We often get so caught up doing the life stuff – work, school, shopping – that we don’t ask ourselves what else could our existence be like. What if our kids were not in school? Imagine with me, that possibility. What else could our kids do if they were not spending those hours away from home? What books could they read, what forts could they build, long breakfasts could they eat? Now, I know there are many benefits our society receives from having an educated population. There are many ways with which to learn.

We did not come out of the womb driving Toyotas. Nor did we get birthed with a pencil and a piece of lined paper in our hand. Nor was our first nourishment fresh meats cut up in styrofoam plastic-wrapped trays or bags of ready-to-eat washed lettuce. These parts of our lives are the place and time we find ourselves in technologically speaking; none of them are how we must live our lives.
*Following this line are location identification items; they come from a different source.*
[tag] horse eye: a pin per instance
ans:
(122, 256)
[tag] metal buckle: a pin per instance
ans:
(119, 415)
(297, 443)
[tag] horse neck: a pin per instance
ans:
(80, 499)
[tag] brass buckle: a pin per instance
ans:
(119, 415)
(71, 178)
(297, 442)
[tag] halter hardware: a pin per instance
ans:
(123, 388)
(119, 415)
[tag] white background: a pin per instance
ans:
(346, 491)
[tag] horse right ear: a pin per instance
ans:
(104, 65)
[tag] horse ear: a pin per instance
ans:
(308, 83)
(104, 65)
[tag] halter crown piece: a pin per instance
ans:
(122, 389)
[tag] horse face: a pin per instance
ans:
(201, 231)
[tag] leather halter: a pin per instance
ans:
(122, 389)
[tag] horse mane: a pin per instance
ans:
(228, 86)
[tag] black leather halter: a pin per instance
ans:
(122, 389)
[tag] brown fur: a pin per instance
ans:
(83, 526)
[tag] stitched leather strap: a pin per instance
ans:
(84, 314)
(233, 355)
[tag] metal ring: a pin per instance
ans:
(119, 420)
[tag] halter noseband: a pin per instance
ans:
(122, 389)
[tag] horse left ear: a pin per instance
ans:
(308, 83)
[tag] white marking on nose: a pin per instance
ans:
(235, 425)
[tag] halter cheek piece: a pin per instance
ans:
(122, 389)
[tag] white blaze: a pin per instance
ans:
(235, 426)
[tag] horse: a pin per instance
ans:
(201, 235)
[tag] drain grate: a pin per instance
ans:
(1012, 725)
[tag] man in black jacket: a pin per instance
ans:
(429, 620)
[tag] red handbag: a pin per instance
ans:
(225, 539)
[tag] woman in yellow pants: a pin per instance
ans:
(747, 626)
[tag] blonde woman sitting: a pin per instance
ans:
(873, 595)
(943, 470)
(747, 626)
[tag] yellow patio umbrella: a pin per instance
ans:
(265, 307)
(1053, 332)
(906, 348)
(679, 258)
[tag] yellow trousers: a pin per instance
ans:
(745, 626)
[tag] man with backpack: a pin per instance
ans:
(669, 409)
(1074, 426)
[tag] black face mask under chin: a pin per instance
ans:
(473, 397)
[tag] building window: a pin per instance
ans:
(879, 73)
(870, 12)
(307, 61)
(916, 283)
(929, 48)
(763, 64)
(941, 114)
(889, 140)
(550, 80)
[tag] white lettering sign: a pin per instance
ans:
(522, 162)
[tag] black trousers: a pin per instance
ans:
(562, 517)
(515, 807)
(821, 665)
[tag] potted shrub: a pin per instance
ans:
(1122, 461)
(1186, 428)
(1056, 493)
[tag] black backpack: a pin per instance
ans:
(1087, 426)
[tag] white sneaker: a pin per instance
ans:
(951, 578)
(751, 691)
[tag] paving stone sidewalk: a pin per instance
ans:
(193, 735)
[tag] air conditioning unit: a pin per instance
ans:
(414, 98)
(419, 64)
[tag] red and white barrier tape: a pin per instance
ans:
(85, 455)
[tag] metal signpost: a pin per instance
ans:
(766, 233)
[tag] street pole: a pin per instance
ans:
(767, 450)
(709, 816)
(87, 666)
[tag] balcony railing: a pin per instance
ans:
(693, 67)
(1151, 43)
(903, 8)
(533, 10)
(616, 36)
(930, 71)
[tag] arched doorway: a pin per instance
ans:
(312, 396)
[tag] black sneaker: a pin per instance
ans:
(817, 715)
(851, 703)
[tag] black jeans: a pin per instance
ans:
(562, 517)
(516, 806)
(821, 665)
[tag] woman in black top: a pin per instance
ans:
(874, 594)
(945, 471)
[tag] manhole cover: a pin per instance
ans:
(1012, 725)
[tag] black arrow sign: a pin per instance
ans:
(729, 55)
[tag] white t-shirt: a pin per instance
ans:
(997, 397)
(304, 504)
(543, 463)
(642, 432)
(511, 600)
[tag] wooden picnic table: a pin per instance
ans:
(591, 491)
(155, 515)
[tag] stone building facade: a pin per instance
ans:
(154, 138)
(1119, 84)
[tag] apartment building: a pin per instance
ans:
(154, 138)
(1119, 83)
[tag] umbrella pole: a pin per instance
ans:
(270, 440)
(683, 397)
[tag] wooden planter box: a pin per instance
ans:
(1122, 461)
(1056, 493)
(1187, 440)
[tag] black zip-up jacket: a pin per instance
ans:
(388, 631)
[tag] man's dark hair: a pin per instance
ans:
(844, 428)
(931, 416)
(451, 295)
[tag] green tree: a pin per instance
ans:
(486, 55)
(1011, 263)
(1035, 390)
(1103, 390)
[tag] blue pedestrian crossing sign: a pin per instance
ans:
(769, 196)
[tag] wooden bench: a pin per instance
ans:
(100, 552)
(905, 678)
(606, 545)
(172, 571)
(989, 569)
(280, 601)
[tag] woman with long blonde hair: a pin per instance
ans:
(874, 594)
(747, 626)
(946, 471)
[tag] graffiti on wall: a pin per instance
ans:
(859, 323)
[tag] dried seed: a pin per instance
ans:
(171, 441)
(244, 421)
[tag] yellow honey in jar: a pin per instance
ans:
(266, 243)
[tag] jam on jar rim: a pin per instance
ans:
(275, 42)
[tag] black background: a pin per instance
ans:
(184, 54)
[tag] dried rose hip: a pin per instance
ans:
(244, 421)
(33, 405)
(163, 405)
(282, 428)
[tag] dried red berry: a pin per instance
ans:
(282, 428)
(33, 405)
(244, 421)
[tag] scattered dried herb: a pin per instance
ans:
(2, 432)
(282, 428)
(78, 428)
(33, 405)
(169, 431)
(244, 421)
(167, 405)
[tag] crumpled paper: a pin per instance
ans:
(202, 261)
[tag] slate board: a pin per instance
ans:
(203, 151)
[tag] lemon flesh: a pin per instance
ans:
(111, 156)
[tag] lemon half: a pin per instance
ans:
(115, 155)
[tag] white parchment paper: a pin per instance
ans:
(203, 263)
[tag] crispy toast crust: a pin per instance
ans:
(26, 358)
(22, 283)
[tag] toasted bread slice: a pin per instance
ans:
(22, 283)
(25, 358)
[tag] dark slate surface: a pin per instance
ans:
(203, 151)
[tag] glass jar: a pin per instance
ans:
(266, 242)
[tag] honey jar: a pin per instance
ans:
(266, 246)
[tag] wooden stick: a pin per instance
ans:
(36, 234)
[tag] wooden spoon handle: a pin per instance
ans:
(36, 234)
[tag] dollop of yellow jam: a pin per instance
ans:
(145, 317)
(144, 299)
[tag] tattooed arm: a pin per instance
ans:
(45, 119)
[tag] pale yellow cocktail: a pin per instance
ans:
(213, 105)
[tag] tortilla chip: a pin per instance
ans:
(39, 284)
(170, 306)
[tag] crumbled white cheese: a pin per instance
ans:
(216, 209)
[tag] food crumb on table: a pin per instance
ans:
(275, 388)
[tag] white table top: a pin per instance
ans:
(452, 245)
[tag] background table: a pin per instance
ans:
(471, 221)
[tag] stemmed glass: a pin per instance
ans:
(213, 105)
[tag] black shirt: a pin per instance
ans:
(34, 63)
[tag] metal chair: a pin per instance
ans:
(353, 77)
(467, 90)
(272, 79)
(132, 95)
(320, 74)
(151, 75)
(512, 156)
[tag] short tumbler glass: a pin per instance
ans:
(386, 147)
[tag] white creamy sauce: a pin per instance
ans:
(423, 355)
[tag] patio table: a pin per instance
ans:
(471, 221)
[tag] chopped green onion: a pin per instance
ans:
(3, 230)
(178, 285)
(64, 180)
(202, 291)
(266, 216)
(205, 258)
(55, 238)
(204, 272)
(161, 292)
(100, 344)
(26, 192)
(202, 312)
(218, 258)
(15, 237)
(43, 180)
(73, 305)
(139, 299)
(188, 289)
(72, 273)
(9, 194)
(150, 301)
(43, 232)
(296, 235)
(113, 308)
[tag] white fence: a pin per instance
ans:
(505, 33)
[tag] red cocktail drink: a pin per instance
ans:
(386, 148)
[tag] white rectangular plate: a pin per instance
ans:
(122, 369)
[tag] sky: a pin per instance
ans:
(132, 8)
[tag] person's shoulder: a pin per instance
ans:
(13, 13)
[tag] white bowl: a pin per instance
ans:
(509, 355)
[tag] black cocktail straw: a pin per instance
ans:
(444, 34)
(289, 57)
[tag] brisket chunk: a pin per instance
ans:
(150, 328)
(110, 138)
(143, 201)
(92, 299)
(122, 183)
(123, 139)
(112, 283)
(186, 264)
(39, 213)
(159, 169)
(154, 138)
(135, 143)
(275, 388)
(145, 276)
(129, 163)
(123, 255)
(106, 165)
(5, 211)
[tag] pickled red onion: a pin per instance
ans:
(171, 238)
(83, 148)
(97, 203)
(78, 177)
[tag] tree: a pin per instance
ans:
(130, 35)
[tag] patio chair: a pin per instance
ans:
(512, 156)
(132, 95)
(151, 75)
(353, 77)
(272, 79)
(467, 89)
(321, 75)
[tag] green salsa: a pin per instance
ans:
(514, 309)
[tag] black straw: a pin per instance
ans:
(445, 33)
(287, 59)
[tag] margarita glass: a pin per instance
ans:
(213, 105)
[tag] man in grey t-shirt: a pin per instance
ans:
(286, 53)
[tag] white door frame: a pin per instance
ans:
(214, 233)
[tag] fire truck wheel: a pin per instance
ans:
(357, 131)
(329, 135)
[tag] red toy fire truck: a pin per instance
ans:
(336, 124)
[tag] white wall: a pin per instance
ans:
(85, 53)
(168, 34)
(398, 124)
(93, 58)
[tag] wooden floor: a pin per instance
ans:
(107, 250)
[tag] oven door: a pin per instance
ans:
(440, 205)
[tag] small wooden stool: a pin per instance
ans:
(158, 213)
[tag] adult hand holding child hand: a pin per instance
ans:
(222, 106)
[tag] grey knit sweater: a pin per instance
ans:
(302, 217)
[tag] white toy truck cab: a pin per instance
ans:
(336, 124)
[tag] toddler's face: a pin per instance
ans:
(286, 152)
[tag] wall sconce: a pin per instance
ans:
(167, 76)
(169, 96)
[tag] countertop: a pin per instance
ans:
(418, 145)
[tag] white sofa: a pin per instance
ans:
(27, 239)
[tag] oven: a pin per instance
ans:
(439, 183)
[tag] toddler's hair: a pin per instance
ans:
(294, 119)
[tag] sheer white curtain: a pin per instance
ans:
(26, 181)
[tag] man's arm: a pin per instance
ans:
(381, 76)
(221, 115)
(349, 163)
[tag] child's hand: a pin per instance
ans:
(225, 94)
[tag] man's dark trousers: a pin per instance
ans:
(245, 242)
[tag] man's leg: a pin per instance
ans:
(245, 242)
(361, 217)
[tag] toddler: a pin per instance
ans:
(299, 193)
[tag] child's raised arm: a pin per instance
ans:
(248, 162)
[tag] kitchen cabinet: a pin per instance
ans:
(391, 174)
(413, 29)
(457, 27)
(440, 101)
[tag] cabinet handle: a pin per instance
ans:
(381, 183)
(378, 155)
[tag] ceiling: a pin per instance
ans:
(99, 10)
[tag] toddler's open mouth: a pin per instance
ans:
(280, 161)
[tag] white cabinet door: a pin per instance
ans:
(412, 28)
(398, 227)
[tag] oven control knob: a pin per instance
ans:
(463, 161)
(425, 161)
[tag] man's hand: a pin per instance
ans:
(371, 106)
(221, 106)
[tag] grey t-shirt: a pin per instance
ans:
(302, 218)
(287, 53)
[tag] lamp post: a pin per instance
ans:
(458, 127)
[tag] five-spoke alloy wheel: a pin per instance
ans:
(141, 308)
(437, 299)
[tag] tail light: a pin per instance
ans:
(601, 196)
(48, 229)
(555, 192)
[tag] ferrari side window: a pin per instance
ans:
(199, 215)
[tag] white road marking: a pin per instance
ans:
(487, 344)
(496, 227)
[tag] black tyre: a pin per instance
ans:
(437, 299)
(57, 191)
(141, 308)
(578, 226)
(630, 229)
The catalyst for my questioning comes after touring the Magdalenian caves at Font-de-Gaume in the Dordogne region in France, near Les Eyzies-de-Tayac. Created 17,000 years ago, these caves are the last polychromatic caves open to visitors in France. While walking through the caves, I found myself wondering about the painters that created them. What type of work did they do? Were they content? Were they worried about the future? Why did they create these paintings?

There are no answers to many of these questions. The experts have hypotheses, but they cannot really say with certainty much about the ancient culture. The one life we can say things for certain about is our own life. While it is difficult and most likely not very possible to just sell our house and go live in a forest and live off what nature provides, it is possible to spend some time – even a little time – and consider how we could live our life differently. Are we involved in work that is fulfilling, at least some of the time? If not, what would be fulfilling? What kinds of food are we eating? How do we wish we could eat? What places do we feel a calling to visit?

What contribution were we born to make in this world? If we never stop to consider these issues — we will live our lives just as every other person does. We all have a unique creative offering within us.  Just as the Magdalenians took the time to create beauty, art that continues to be enjoyed today, what will be our legacy?